To ensure that gains are not tracked when a Fix is incorrectly applied, WindESCo continues to review all issues on a continuous basis. Any issue that is re-identified will then have its gains appropriately adjusted to reflect that the issue was not properly addressed.  With further data ingestion we will see if the misalignment was indeed properly fixed. This is how you will be able to see that you correctly resolved the static yaw misalignment issue:
  • WindESCo can track the yaw misalignment correction over time
  • Typically a confirmation of correction is observable within 4-6 weeks and a full EIA can be completed once 3 months have passed

Common Questions:

  • Load impact of yaw misalignment correction:
    • The IEC turbine design standard, load on turbines is typically modeled with ⅓ of the total lifetime at respectively -10°, 0° and +10° (some manufacturers use 8°) static yaw misalignment
    • This is not a transient analysis, but a sustained 1/3 lifetime at 10, 1/3 at -10 and 1/3 at 0 degrees
    • Therefore a change of less than ten degrees is not a risk to any component if the turbine has been designed per the IEC standards
  • Comparison to Lidar:
    • There are a few technical concerns we have with using ground-based lidar for determining static yaw misalignment, which we believe will result in misleading and incorrect yaw error estimates. Our technical team has previously explored the viability of ground-based systems for yaw misalignment detection and the uncertainties in the results motivated our team to pursue the data-driven approach we currently employ. Some of the technical issues related to using ground-based lidar for yaw misalignment include:
    • Foremost, lidar leveling and calibration relative to true north (i.e. north-based alignment) are difficult. Any error in this calibration will enhance statistical uncertainty in the yaw error estimates. 
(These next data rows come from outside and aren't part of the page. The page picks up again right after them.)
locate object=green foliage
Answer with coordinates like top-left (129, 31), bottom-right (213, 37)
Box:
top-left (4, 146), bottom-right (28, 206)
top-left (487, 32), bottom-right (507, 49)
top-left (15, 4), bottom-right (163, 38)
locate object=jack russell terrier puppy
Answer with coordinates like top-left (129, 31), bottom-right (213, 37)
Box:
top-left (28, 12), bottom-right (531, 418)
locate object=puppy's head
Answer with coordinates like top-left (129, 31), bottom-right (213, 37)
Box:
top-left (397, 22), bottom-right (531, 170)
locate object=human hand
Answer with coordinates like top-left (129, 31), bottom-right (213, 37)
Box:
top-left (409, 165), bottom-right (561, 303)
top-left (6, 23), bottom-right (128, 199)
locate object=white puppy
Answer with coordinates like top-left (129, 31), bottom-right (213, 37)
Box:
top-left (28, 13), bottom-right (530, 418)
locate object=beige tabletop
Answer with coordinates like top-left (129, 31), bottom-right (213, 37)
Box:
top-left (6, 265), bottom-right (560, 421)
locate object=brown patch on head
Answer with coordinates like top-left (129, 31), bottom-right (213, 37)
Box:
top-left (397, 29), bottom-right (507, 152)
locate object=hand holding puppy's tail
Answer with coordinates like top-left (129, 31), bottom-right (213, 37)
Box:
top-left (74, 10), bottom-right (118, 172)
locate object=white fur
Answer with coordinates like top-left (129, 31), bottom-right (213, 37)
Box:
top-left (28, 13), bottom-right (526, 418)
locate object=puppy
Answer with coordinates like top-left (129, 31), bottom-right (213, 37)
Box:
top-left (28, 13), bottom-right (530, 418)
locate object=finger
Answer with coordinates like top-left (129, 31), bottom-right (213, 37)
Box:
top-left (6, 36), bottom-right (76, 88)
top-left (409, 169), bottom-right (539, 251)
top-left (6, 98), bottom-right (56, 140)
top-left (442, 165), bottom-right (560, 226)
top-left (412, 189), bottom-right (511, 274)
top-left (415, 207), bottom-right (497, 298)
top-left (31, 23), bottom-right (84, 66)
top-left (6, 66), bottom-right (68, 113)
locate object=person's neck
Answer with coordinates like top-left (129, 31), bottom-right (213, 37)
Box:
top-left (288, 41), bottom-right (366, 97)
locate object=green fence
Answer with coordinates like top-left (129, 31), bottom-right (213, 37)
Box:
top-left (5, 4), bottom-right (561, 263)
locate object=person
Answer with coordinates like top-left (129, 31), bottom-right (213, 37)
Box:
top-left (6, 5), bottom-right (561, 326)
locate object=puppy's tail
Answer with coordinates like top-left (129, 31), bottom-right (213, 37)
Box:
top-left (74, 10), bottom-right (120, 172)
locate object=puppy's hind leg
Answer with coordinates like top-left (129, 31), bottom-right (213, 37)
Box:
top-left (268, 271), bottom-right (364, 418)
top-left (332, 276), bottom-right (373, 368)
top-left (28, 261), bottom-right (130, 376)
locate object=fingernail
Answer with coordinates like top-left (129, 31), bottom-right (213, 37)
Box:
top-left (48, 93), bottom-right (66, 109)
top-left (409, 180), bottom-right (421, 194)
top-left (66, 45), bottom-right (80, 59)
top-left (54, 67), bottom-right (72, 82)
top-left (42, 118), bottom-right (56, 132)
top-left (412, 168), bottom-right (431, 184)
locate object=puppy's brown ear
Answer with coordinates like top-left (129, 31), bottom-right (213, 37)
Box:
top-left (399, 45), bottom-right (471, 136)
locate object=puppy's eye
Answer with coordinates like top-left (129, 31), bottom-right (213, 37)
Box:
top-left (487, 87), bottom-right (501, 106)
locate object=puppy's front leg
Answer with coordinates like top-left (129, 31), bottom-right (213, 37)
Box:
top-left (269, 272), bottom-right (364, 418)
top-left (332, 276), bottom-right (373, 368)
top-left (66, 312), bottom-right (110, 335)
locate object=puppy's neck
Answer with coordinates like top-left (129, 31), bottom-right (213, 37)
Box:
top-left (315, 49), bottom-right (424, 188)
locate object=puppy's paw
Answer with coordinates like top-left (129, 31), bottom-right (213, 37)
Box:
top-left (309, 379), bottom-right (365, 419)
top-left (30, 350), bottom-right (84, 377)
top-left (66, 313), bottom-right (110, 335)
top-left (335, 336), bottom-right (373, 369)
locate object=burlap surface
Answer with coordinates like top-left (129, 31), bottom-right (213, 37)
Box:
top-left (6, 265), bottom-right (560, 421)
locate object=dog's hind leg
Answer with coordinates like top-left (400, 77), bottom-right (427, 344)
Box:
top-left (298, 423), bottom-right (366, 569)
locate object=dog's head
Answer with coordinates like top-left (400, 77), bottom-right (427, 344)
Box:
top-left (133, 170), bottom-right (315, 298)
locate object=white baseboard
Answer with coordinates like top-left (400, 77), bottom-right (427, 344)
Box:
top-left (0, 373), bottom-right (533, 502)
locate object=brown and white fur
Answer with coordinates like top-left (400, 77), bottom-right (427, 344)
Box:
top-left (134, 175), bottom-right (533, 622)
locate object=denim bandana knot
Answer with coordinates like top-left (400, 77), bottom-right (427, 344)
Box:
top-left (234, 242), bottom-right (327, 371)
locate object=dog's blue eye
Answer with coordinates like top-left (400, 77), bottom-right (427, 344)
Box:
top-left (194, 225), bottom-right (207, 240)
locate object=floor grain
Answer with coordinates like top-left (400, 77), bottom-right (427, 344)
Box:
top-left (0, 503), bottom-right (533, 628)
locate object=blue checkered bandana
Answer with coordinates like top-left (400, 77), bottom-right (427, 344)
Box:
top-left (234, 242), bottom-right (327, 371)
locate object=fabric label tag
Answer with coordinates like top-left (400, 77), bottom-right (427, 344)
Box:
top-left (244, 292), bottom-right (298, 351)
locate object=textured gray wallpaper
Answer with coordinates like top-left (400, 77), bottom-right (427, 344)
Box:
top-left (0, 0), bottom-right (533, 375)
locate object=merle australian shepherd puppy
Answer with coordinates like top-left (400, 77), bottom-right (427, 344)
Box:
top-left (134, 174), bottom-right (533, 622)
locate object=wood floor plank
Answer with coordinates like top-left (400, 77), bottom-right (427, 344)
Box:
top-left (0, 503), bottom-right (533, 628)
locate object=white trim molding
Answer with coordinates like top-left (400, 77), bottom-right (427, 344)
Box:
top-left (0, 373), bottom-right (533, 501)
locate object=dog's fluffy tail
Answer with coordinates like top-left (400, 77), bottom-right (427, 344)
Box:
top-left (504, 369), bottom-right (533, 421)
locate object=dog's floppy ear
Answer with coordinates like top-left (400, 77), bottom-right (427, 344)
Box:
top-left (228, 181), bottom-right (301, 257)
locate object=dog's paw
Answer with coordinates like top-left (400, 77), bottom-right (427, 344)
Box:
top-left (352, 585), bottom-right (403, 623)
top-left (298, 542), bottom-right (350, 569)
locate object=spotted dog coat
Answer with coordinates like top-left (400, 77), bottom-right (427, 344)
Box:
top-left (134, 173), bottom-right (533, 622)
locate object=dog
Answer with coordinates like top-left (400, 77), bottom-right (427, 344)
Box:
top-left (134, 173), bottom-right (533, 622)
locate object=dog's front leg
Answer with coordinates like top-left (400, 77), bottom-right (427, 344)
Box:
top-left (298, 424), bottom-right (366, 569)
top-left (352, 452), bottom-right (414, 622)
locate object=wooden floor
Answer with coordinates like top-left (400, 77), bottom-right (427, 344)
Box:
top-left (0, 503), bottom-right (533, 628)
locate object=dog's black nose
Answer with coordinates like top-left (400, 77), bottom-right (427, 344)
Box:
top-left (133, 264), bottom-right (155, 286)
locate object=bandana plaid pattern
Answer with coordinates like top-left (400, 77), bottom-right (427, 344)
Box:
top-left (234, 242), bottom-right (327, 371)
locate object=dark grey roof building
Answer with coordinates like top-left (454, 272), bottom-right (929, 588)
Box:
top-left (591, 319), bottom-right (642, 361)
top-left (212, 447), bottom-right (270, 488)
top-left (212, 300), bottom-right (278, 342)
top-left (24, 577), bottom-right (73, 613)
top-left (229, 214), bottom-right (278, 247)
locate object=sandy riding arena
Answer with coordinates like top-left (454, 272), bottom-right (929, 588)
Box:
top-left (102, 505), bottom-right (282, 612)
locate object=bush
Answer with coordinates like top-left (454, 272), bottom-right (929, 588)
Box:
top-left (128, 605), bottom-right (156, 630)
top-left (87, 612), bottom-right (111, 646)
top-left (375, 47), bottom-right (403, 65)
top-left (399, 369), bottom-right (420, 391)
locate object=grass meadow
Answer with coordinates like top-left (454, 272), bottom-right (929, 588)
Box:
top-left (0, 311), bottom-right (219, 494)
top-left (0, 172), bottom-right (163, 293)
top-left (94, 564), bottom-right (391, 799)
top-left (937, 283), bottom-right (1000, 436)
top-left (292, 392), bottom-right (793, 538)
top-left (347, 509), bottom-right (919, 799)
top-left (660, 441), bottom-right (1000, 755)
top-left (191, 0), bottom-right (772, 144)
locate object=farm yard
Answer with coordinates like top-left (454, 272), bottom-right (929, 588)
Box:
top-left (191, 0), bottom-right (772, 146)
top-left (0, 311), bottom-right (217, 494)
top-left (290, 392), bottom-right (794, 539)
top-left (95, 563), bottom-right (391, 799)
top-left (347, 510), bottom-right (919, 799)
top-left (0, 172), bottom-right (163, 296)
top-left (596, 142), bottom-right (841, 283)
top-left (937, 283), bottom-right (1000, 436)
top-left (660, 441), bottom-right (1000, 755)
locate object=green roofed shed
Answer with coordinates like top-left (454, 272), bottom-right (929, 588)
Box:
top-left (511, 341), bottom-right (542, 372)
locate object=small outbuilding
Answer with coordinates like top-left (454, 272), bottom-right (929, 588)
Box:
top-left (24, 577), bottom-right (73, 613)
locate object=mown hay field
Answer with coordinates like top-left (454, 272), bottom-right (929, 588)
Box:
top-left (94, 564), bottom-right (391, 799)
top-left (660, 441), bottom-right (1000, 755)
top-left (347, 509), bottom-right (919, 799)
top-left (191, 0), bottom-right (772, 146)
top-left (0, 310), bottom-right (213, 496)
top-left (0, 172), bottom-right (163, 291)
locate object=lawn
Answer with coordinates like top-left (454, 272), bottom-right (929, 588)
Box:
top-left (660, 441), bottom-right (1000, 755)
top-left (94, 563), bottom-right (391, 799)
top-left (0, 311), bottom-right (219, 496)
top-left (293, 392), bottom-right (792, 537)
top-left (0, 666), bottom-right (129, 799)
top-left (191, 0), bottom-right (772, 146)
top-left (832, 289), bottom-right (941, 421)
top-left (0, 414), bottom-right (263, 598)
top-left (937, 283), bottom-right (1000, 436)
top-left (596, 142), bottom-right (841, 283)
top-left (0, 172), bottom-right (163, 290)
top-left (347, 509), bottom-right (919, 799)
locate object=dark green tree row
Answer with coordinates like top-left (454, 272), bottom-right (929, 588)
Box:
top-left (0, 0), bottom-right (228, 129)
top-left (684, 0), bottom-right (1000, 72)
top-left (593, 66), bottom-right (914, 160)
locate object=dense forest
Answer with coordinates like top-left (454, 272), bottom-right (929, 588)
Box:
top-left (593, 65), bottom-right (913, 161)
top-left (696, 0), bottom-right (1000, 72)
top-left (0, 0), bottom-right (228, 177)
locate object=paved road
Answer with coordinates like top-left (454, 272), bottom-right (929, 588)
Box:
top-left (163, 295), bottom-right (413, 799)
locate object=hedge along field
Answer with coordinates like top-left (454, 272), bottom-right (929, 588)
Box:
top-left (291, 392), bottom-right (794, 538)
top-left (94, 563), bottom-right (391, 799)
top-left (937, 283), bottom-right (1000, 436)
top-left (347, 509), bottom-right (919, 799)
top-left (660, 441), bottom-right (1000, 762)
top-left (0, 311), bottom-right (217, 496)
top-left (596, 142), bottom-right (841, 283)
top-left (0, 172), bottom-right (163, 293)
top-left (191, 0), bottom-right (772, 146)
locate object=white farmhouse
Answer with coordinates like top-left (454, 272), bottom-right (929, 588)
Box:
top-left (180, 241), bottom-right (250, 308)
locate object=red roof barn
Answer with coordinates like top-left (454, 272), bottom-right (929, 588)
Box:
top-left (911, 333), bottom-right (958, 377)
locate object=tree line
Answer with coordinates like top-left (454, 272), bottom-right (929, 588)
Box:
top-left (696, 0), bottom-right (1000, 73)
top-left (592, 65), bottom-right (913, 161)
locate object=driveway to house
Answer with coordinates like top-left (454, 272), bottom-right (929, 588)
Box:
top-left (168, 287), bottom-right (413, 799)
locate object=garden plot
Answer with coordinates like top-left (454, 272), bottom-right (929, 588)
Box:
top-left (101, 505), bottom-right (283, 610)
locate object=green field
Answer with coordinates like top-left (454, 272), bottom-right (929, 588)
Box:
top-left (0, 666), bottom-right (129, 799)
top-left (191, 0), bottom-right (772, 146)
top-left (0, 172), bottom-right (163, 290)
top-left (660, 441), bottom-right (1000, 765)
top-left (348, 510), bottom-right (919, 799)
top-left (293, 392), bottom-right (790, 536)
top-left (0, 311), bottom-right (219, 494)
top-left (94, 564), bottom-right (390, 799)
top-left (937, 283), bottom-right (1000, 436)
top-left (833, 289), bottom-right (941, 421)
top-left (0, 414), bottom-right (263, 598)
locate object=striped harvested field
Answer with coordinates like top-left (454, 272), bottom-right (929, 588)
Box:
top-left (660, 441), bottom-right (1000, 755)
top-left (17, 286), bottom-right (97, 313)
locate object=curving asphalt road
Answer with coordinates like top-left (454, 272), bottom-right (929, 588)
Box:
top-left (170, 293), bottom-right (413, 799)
    • It is difficult to temporally align the two systems (lidar and turbine) relative to one another. Even after initial temporal alignment, time measurements in one system can drift relative to the other leading to temporal inconsistencies between the two datasets. 
    • Depending on the ground-based lidar and the scanning strategies employed, it will take an extended amount of time to extract a single wind profile estimate. Based on this measurement time interval, the wind profile extracted will be a spatiotemporal average of the wind conditions over that interval. Therefore, a direct comparison between the derived wind profile and operational turbine data is not optimal. The measurement time will also impact the number of samples that can be collected in a given time period (this is not true for a data-driven approach). Given the same time period, a data-driven approach will provide a significantly higher number of comparison points for evaluating static yaw misalignment. 
    • The ground-based lidar will need to be situated some distance away from the turbine so it remains outside the induction zone of the turbine; in the induction zone wind conditions can be modified by both the physical and operational presence of the turbine. Because of this there will inherently be a temporal lag between the time of measurement and when the measured wind conditions interact with the turbine. Furthermore, any spatial variability in the wind conditions will need to be assumed insignificant. Finally, there will be a limited number of valid wind direction sectors that can be used for evaluating static yaw misalignment due to potential waking. 
    • With a ground-based system, assumptions will need to be made as to how to correlate the rotor-relative wind direction conditions (i.e. wind veer across the vertical depth of the wind turbine rotor sweep) with the nacelle orientation of the turbine to determine yaw error.